- The paper introduces a novel benchmark that quantifies LLM steerability through tailored prompting strategies using defined persona dimensions.
- It employs a persona dataset with over 133 dimensions and Wasserstein-based metrics to systematically measure changes in model behavior.
- Empirical results reveal that larger models exhibit higher steerability but also intrinsic biases that limit their adaptability across diverse personas.
Evaluating the Prompt Steerability of LLMs
The paper "Evaluating the Prompt Steerability of LLMs" (2411.12405) introduces a novel approach to measure the steerability of LLMs through prompting techniques. It proposes a benchmark based on the prompt steerability concept, aimed at assessing how well various AI systems can reflect different personas by using a series of steering examples included within the system prompt.
Introduction to Prompt Steerability
The paper begins by defining prompt steerability in the context of LLMs. This involves altering a model's baseline behavior by introducing specific prompts designed to influence its output towards particular persona dimensions. The authors formalize prompt steerability by examining how a model's joint behavioral profile is affected by various steering strategies.
Figure 1: Models are steered along each dimension (e.g., conscientiousness as shown above) by including k steering examples for the direction of interest in the model's system prompt.
This formal approach allows for systematic quantification using metrics termed steerability indices, which measure the effectiveness of steering efforts across different dimensions.
Benchmark Design and Methodology
The benchmark leverages the persona dataset from Anthropics, consisting of 133 dimensions covering personality traits, political and ethical views, religious stances, and more. Each dimension contains a series of statements, segmented by positive and negative valence.
Figure 2: The 32 persona dimensions we study in our persona steerability benchmark. The listed dimensions are the subset of the (133) dimensions from the anthropic-evals dataset that contain at least 300 examples (in each direction) with at least 0.85 label confidence. Dimensions are categorized into various categories.
These statements serve both as steering examples within the system prompt and as scoring statements to evaluate model outputs in response to questions that ask whether the model aligns with a specific persona.
The authors define steerability indices (γi,k+​ and γi,k−​) to evaluate prompt steerability by measuring the Wasserstein distance between base and steered profiles, representing how much a model's behavior can be altered by prompt modifications.
Empirical Results
The paper presents steerability curves for various LLMs, showcasing the degree to which models can be influenced by increasing the number of steering examples. These results highlight a noticeable variability in steerability across different dimensions and directions.
Steerability is not always symmetric; some personas are more easily influenced in a positive direction, while others can be shifted negatively with greater ease. Notably, larger models exhibit higher steerability, plateauing quickly, suggesting enhanced internal representations that facilitate learning from fewer steering examples.

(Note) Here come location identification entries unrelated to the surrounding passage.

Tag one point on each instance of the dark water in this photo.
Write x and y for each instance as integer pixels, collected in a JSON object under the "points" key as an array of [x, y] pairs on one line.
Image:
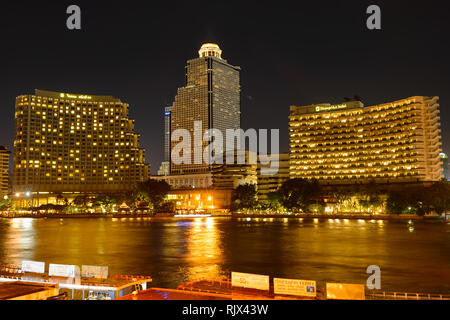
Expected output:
{"points": [[412, 258]]}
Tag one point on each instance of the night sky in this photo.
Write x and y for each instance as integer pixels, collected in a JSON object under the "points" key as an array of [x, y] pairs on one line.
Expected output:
{"points": [[290, 53]]}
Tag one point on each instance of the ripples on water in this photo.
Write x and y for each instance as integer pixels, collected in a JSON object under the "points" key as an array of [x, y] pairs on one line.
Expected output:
{"points": [[413, 257]]}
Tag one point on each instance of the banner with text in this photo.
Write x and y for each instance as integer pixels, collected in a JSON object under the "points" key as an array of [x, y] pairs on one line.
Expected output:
{"points": [[33, 266], [63, 270], [251, 281], [294, 287], [345, 291], [94, 272]]}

Figure 3: Steerability curves for llama-3-8b-instruct.























Figure 4: Steerability curves for llama-3.1-8b-instruct.
Discussion and Implications
The findings reveal insights into the latent persona biases embedded within LLMs. As indicated by the steerability curves and baseline assessments, many models are pre-disposed towards certain behaviors, limiting their flexibility in adopting diverse personas. This resistance poses challenges for designing truly pluralistic AI systems intended to reflect a broad spectrum of human value systems and cultures.
Furthermore, the authors discuss the implications of these findings for aligning AI systems with various human preferences, emphasizing the importance of understanding inherent biases and promoting controllable generation for AI pluralism.

























Figure 5: Steerability curves for granite-7b-lab.
























Figure 6: Steerability curves for granite-13b-chat-v2.
Conclusion
The paper concludes with a reflection on the benchmark's utility in guiding model development towards enhanced steerability. It acknowledges the inherent limitations in current models and datasets while suggesting further exploration into the mechanics of steerability as an avenue for advancing the design of AI systems capable of embodying diverse personas. Future directions aim at refining the methodology to improve efficiency and explore joint steerability, bridging existing gaps in achieving comprehensive and adaptable AI alignment.
























Figure 7: Steerability curves for phi-3-mini-4k-instruct.























Figure 8: Steerability curves for phi-3-medium-4k-instruct.